Старший пацан немедленно налил самогонки в жестяные кружки Федору и Николаю из глиняного кувшина.
— Давай, по одной еще!
Выпили. Самогонка пилась как текила.
— Я как вышел сюда, в долину, сперва глядь на компас, а стрелка кружиться, как бешеная — залежь руды здесь магнитной оказалась, прям на поверхности. Я угля нажег, доменку примитивную устроил, да и наварил чугуна, наковальню, молоты сообразил, а потом и топоры наладился делать. Чо тут сложного? Двадцать пять лет на Уралвагонзаводе оттрубил — это небе не в офисе клаву топтать!
— Постой, так и паровоз и железную дорогу…

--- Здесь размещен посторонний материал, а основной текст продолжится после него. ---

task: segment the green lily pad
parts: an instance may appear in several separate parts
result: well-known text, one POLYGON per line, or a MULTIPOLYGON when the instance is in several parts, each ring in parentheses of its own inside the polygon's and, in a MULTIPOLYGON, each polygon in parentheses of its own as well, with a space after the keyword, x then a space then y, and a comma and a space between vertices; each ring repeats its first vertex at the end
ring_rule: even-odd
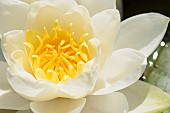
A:
POLYGON ((160 46, 149 57, 146 81, 170 94, 170 43, 160 46))
POLYGON ((120 92, 127 97, 129 113, 162 113, 170 108, 170 95, 143 81, 120 92))

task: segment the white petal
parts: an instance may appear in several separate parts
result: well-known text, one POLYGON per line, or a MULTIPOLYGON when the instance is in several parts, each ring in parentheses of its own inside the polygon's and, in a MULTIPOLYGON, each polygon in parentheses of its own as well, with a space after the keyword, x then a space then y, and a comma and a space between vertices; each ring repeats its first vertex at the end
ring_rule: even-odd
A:
POLYGON ((93 16, 106 9, 115 9, 116 0, 76 0, 78 4, 84 5, 93 16))
POLYGON ((33 101, 46 101, 57 97, 55 84, 49 81, 36 80, 33 75, 20 69, 17 65, 15 65, 15 68, 18 69, 7 70, 7 79, 17 93, 33 101))
POLYGON ((85 102, 85 98, 57 98, 46 102, 32 102, 31 109, 34 113, 80 113, 85 102))
MULTIPOLYGON (((10 66, 14 66, 14 62, 19 64, 23 69, 32 73, 32 69, 28 62, 25 51, 25 33, 22 30, 13 30, 4 33, 2 40, 2 51, 10 66)), ((15 67, 14 67, 15 68, 15 67)))
POLYGON ((10 64, 9 61, 11 61, 11 53, 13 51, 25 49, 23 44, 24 41, 25 36, 22 30, 13 30, 3 35, 1 40, 2 52, 4 53, 8 64, 10 64))
POLYGON ((16 50, 12 52, 11 59, 13 62, 11 62, 10 67, 17 69, 15 67, 15 63, 17 63, 22 69, 33 74, 28 55, 23 50, 16 50))
POLYGON ((162 40, 169 18, 158 13, 140 14, 123 21, 115 49, 134 48, 148 57, 162 40))
POLYGON ((72 0, 70 2, 64 0, 45 0, 31 4, 27 15, 26 29, 43 31, 43 27, 46 27, 50 31, 56 19, 59 19, 71 7, 77 5, 75 2, 72 2, 72 0))
MULTIPOLYGON (((84 68, 89 68, 93 64, 90 63, 84 68)), ((78 77, 73 78, 68 83, 59 86, 60 97, 66 98, 82 98, 88 95, 95 86, 95 73, 98 72, 98 67, 94 66, 92 69, 82 72, 78 77), (96 72, 97 71, 97 72, 96 72)))
POLYGON ((14 92, 6 79, 7 63, 0 61, 0 65, 0 109, 29 109, 30 102, 14 92))
POLYGON ((87 96, 87 102, 81 113, 127 113, 128 103, 126 97, 118 92, 87 96))
POLYGON ((24 29, 29 5, 19 0, 0 1, 0 34, 10 30, 24 29))
POLYGON ((133 49, 120 49, 112 53, 100 73, 94 95, 107 94, 136 82, 145 70, 145 57, 133 49))
POLYGON ((75 38, 80 39, 85 33, 88 33, 85 40, 93 38, 91 18, 88 10, 84 6, 79 5, 73 7, 59 19, 59 25, 64 30, 68 29, 70 23, 73 24, 71 32, 74 32, 75 38))
POLYGON ((137 81, 121 92, 127 97, 129 113, 162 113, 170 106, 168 94, 142 81, 137 81))
POLYGON ((30 108, 30 101, 18 95, 11 89, 0 89, 0 109, 27 110, 30 108))
POLYGON ((20 0, 28 4, 32 4, 33 2, 39 1, 39 0, 20 0))
POLYGON ((103 66, 108 56, 111 54, 116 40, 117 31, 120 25, 119 11, 108 9, 92 17, 94 26, 94 37, 101 41, 101 61, 103 66))

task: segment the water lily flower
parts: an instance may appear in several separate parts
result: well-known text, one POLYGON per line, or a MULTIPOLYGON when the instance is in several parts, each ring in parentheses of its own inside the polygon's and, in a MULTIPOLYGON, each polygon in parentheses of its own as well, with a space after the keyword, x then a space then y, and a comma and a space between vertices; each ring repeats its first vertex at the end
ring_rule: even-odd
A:
POLYGON ((0 17, 0 109, 18 113, 127 113, 124 88, 170 20, 146 13, 120 22, 113 0, 1 0, 0 17))

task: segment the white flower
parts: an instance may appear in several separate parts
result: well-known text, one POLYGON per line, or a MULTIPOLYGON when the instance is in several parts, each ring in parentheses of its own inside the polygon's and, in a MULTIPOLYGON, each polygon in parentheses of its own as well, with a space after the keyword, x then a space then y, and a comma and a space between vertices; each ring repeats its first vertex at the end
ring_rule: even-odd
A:
POLYGON ((33 1, 0 1, 8 63, 0 62, 0 108, 128 112, 126 97, 115 91, 140 78, 169 18, 147 13, 120 23, 113 0, 33 1))

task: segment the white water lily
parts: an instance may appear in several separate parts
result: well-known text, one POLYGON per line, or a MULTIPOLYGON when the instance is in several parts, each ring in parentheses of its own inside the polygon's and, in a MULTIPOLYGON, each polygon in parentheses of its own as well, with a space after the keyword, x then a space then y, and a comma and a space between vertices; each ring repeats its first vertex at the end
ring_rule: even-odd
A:
POLYGON ((113 0, 2 0, 0 8, 0 109, 34 113, 128 112, 126 92, 116 91, 140 78, 169 22, 146 13, 120 23, 113 0))

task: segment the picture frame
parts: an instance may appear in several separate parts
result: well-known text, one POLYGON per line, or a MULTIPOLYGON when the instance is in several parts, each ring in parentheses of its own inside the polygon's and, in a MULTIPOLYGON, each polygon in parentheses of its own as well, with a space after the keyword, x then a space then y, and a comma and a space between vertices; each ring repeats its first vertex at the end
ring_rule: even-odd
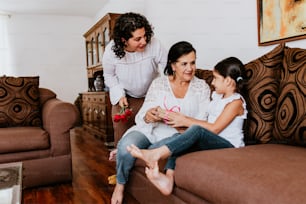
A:
POLYGON ((306 39, 306 0, 257 0, 258 45, 306 39))

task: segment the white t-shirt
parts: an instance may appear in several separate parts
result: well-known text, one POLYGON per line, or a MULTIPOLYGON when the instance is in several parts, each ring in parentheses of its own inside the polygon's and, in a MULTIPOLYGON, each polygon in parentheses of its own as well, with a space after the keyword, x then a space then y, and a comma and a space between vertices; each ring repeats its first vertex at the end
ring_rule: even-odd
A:
POLYGON ((143 52, 126 52, 119 59, 112 50, 113 45, 112 40, 102 59, 111 103, 117 104, 126 94, 135 98, 145 97, 152 80, 159 75, 159 69, 163 70, 167 64, 167 51, 159 40, 152 38, 143 52))
POLYGON ((132 130, 137 130, 144 133, 153 144, 172 136, 177 133, 177 130, 161 122, 146 123, 143 117, 147 110, 160 106, 163 109, 179 111, 189 117, 207 120, 209 102, 210 88, 202 79, 194 77, 189 84, 185 97, 176 98, 168 76, 158 77, 152 82, 143 106, 135 117, 136 125, 131 127, 125 135, 132 130))
POLYGON ((243 147, 243 122, 247 118, 246 102, 239 93, 234 93, 230 97, 222 98, 223 94, 212 93, 212 101, 209 104, 208 109, 208 122, 214 123, 220 114, 223 112, 225 106, 234 100, 242 99, 244 113, 241 116, 237 116, 222 132, 219 136, 223 137, 235 147, 243 147))

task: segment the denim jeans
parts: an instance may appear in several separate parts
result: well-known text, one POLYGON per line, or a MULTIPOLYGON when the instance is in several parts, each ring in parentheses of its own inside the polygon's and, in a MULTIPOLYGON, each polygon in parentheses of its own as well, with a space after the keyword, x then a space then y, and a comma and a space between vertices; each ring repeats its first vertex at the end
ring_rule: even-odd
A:
POLYGON ((116 177, 117 182, 120 184, 125 184, 128 181, 130 171, 136 160, 126 149, 131 144, 140 149, 147 149, 151 142, 139 131, 131 131, 119 140, 116 156, 116 177))
POLYGON ((224 139, 209 130, 193 125, 184 133, 176 134, 171 137, 171 140, 160 141, 160 144, 165 144, 171 152, 168 158, 165 169, 174 169, 176 158, 182 154, 192 151, 233 148, 234 146, 224 139))

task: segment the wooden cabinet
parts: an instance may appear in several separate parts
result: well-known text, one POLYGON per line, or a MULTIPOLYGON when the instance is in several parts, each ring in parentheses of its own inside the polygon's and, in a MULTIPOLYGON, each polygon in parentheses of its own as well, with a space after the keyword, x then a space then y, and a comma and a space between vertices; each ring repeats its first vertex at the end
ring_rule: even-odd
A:
POLYGON ((83 129, 103 139, 107 146, 112 146, 114 132, 108 92, 85 92, 81 95, 83 129))
POLYGON ((102 56, 105 46, 112 39, 112 30, 119 15, 106 14, 83 35, 88 80, 88 92, 80 94, 83 129, 103 139, 108 146, 111 146, 114 140, 109 93, 96 91, 94 81, 98 75, 103 78, 102 56))
POLYGON ((88 91, 95 91, 94 80, 103 76, 102 56, 110 42, 115 20, 120 14, 108 13, 85 34, 88 91))

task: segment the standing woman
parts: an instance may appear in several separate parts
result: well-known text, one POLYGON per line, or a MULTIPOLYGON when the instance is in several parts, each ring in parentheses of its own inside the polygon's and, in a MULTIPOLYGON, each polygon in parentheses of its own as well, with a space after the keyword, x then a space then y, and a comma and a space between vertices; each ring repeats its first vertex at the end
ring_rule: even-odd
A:
POLYGON ((133 114, 125 123, 113 122, 115 145, 124 132, 134 125, 135 115, 143 104, 147 90, 159 75, 159 66, 167 64, 167 51, 153 38, 153 30, 143 15, 125 13, 118 17, 113 40, 103 55, 103 75, 109 87, 112 117, 122 107, 133 114))

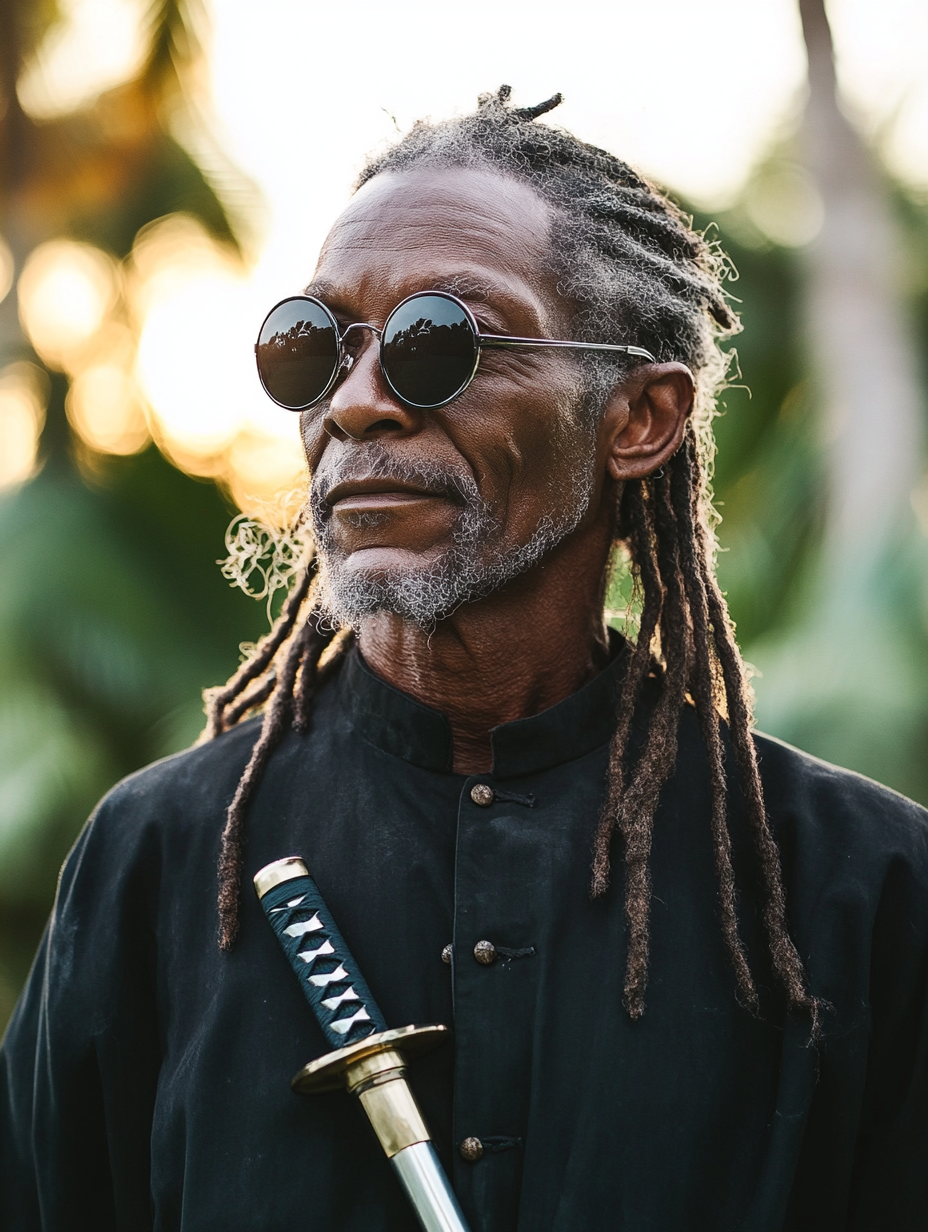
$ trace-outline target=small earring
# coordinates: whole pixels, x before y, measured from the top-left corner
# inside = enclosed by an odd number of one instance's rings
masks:
[[[664,468],[662,466],[658,467],[658,469],[654,472],[651,478],[652,479],[663,479],[664,478]]]

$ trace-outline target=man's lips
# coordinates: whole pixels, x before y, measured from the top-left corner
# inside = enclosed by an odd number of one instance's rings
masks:
[[[384,505],[447,499],[448,495],[445,492],[429,491],[398,479],[368,479],[336,484],[326,493],[325,503],[334,512],[347,509],[377,509]]]

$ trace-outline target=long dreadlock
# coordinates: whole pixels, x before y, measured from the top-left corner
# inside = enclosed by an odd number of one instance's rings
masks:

Николай уставился на паровоз. Примитивный, в заплатках,… но едет же! Человек голыми руками сделал паровоз?! В голове не укладывалось!
— Сам, своими руками! Ясен пень! Чо тут сложного?
— Один?!
— Зачем один? Бабы и приемные детки помогали. Они хоть и дикие, но те тупые, учатся влет!
— Эти пацаны тоже твои или приемные?
— Мои, конечно! Двадцать баб рожают как кошки! Семья у меня большая и тунеядцев нема!
— Ну, ты силен, дядя Федор! Двадцать баб огуливать!
— Ни одна не в обиде на мою мужскую силу! Сибирская кровь! — гордо сообщил Федор. — Еще по одной?
— Батя, ехать пора, вечеряет. — Сказал старший пацан.
«Он и говорить может?!»
— Петька у меня бригадир! — похвалил Федор. — И то дело. Дома договорим. Сначала в баню, потом вечерять.
— Далеко ехать?
Федор задрал рукав куртки, посмотрел на потертые часы.
— Через час на месте будем. Или через два, если гон будет.
— Гон?
— Да быки шастают через дорогу мою на водопой. Стадо большое, пока пройдет — устанешь ждать. Эх. Закурить бы. Вот чего мне не хватает — курева! Чо хочешь, отдам за сигаретку!
Машка осоловевшая от сытости и выпитого, встрепенулась, вытащила из кармана мятую пачку «Pall-Mall».
— Тут десяток остался, вроде…
— Эх, милая, да ты волшебница прямо!
Дядя Федор прослезился и полез целовать толстуху. Та к удивлению Николая не сопротивлялась, а хихикала как дура.